Snob on the job

Wine reviews – By Michael Wolsey

Why do wine waiters hold one hand behind their backs when they pour? Nobody seems to know. Waiters tell me they were trained to pour this way but none of them have any idea why. If you know, I’d like to hear from you. Drop me a line to ceannline@gmail.com and maybe we can clear up one of the world’s great mysteries. Next week: the third secret of Fatima.

There are lots of elaborate traditions around serving wine. Most of them have no real function but I like them all the same. They add to the pleasure of drinking a good wine.

Tasting the wine was traditionally done to detect ‘corking’. That has nothing to do with broken cork but with contamination from natural elements that occur in some corks. You can also detect oxidization which occurs when the wine has been exposed to oxygen, leaving it a bit flat and vinegary. Both problems are very rare these days and never happen with screw-top bottles.

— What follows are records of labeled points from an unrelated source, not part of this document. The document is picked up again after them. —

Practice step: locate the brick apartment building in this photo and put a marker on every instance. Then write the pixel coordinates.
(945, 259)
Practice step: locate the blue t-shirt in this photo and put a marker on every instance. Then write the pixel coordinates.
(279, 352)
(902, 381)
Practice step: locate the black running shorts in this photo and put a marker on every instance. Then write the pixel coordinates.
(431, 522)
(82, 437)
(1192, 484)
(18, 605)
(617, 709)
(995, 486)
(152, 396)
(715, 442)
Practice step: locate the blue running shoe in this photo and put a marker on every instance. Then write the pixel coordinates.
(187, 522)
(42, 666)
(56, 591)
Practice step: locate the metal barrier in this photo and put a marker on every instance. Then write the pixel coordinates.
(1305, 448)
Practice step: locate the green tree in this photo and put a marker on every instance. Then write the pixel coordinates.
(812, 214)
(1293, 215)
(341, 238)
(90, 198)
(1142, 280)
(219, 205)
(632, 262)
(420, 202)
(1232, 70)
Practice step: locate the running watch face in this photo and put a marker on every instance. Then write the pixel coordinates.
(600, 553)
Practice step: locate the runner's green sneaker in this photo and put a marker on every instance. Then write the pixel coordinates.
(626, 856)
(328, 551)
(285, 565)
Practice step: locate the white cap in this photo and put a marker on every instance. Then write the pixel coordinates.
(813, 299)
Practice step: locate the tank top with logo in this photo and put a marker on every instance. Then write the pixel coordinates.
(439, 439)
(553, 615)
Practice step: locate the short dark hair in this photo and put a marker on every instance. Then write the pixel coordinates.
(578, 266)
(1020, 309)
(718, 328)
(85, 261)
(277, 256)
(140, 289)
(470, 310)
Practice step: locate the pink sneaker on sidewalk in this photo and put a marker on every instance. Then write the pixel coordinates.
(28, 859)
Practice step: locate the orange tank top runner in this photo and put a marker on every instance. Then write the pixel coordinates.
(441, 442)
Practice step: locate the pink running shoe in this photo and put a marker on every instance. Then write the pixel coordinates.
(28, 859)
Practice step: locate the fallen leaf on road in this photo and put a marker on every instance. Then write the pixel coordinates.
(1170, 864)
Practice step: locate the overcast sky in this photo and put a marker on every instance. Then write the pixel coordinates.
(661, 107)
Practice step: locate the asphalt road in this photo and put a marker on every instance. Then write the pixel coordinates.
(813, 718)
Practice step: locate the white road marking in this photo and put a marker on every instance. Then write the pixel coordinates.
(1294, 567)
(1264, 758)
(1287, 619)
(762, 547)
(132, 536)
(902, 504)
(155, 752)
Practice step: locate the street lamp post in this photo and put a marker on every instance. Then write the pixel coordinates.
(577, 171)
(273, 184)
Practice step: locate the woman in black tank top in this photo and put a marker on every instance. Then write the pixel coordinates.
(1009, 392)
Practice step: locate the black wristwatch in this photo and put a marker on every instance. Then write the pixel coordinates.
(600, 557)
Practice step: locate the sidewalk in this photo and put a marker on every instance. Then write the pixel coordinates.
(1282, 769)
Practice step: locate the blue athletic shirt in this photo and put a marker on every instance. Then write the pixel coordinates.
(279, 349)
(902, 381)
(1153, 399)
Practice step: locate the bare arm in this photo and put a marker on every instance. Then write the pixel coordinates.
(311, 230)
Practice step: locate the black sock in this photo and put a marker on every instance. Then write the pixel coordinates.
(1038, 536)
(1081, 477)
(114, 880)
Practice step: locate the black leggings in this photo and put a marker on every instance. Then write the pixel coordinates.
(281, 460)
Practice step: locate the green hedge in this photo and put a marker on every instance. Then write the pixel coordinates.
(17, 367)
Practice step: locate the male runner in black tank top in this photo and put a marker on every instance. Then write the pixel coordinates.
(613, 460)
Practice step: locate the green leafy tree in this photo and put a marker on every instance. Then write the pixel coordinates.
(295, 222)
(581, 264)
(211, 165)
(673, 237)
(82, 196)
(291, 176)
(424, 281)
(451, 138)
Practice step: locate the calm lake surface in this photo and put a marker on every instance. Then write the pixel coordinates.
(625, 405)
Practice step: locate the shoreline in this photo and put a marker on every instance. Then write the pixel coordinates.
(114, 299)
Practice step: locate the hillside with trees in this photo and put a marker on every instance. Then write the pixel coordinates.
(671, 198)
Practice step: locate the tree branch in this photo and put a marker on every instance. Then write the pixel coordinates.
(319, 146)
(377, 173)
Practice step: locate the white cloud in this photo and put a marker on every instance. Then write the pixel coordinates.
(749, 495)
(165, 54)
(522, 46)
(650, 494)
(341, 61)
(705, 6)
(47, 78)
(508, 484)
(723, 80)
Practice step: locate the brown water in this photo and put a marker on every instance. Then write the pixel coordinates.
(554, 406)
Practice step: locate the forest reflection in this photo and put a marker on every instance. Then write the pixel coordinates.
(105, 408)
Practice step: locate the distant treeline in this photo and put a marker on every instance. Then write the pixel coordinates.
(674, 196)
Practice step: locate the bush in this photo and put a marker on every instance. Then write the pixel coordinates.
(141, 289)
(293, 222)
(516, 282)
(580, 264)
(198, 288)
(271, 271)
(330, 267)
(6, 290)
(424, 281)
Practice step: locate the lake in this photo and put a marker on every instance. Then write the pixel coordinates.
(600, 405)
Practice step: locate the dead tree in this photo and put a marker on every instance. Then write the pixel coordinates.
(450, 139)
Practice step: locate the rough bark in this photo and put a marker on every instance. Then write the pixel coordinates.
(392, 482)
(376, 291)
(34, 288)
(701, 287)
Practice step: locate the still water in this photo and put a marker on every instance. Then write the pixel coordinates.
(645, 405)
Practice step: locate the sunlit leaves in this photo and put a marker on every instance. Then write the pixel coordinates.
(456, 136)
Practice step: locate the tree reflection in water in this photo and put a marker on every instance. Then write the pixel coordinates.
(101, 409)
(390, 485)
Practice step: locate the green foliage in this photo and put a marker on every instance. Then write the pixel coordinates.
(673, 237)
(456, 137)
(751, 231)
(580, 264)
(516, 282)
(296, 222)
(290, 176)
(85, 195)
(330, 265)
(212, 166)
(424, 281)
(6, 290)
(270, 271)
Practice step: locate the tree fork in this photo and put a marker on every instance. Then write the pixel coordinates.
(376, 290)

To get the best out of a good wine, half-fill a decent-sized glass – not the giant things some restaurants use but a reasonable, wide, tulip-shaped glass. Hold it by the stem so your hand does not change the wine’s temperature. Swirl it a little to let in some air, sniff to enjoy the scent, roll it over your tongue and the back of your mouth, then swallow and enjoy.

There is no point in doing all this with cheap wine off the bottom shelf of a supermarket. And it is better done at home than in a restaurant where it will annoy the waiter and make you look like a pompous prat. But in the privacy of your own home you can indulge your inner wine snob.